Still relevant, 16 years after the film’s release
In 2002, Michael Moore made the daring decision to produce Bowling For Columbine, a full-length documentary about gun violence in America, starring Columbine high school and their disastrous school shooting of 1999.
The film follows typical Michael Moore antics: Moore runs around to find people with opposing views on the issues at hand and asks them extremely pointed questions. As director, Moore chooses what he includes in his documentaries, and often makes the people he interviews look like fools.
Don’t get me wrong — I am very much on the side of pro-gun reform, but Michael Moore has always had this style in his documentaries, which makes it look like his side is the only believable side.
Throughout the film, Moore examines many potential causes for gun violence in the United States, and disproves them one by one. Is it video game violence? No, because Japan has many popular violent video games. Is it the movies we watch? No, because America’s popular movies are popular in other places, like Canada. Is it poverty? No, because places like Canada and Europe have much higher poverty rates. Is it the history of violence that (ironically) Moore mentioned earlier? No, because if you compare the U.S. to Germany, the two are vastly different.
Today, school shootings are so common they often get buried in the news within days.
One particular segment of the movie that stayed with me is the analysis of guns in Canada. Moore says that within the 10 million families in Canada, there are 7 million guns. In other words, 7 out of 10 Canadian families may be gun owners. He argues that Canada has just as much of a gun-loving culture as in the U.S., yet Canadians have significantly less gun incidents. Moore even demonstrates that just about anyone can buy gun ammunition in Canada.
(Frustratingly, the analysis doesn’t go much further, and the “why?” question is never answered, possibly because Canada isn’t the main focus of the movie.)
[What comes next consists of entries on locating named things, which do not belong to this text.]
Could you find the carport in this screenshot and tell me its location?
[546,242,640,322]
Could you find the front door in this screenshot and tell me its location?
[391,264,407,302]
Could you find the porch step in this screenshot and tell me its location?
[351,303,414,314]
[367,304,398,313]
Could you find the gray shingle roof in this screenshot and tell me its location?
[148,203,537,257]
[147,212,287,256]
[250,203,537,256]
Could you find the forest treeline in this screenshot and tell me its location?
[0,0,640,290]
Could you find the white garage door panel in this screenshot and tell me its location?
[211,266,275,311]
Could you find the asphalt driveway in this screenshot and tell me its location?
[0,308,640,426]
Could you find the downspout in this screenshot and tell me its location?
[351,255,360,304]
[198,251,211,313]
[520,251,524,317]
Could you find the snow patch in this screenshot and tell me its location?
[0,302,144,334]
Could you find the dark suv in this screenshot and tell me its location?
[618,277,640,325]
But even though Bowling for Columbine revolves around the idea of gun violence, it is never explicitly stated in the movie that gun law reform is what needs to happen. The whole movie is built around the idea that there needs to be change, but that change is never identified. Viewers get to see NRA rallies and protests, they see Charlton Heston standing up for his right to own a gun, and they even hear the parent of a deceased Columbine student lamenting that “something needs to change, but I don’t know what.”
Perhaps Moore was leaving it up to the viewer to decide, but it is precisely because gun legislation was absent from Moore’s comparisons to other countries that it became all I could see. If the difference is not video games, movies, poverty, history or even gun culture, what else could it be?
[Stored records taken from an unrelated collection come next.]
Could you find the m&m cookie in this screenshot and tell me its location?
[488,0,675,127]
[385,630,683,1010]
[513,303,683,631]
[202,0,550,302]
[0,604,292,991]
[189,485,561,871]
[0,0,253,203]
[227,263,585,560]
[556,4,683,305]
Sixteen years after Bowling for Columbine was released, gun violence is still an issue plaguing the United States. As I write this, it has been only days since the last school shooting, which occurred in Parkland, Florida, on Feb. 14, 2018. Seventeen students and teachers died, officially knocking Columbine out of the top 10 worst gun massacres in the United States in modern history.
When the Columbine shooting happened, the children at that school were tracked for years. America watched them grow up and followed them into adulthood. Today, school shootings are so common they often get buried in the news within days. Yet, the students in Parkland are taking a stand, using the internet and the media to bring attention to issues surrounding gun violence.
These students are making changes. They forced a CNN-broadcasted town hall, and have the support of millions across the country. They have caused companies such as Delta Airlines to cut their ties with the NRA, and strive for reform through meetings and walk-outs across the country. At the time of writing, legislation has been discussed in Florida to ban anyone under the age of 21 from buying a gun. By the time you read this, they may have made even more changes.
In my honest opinion, it’s going to take a lot to change the ways of the American people, especially considering 20 children between the ages of six and seven lost their lives in the Sandy Hook Massacre and there was still no gun reform.
Having now seen Bowling for Columbine, I am happy to see the approaches these kids are taking. There was an attempt for change when Columbine happened, but as we can see now, our America today is not much different from the America on that day in 1999.
But that’s not holding these Parkland students back, and they are tirelessly striving for significant change. I truly hope they accomplish it.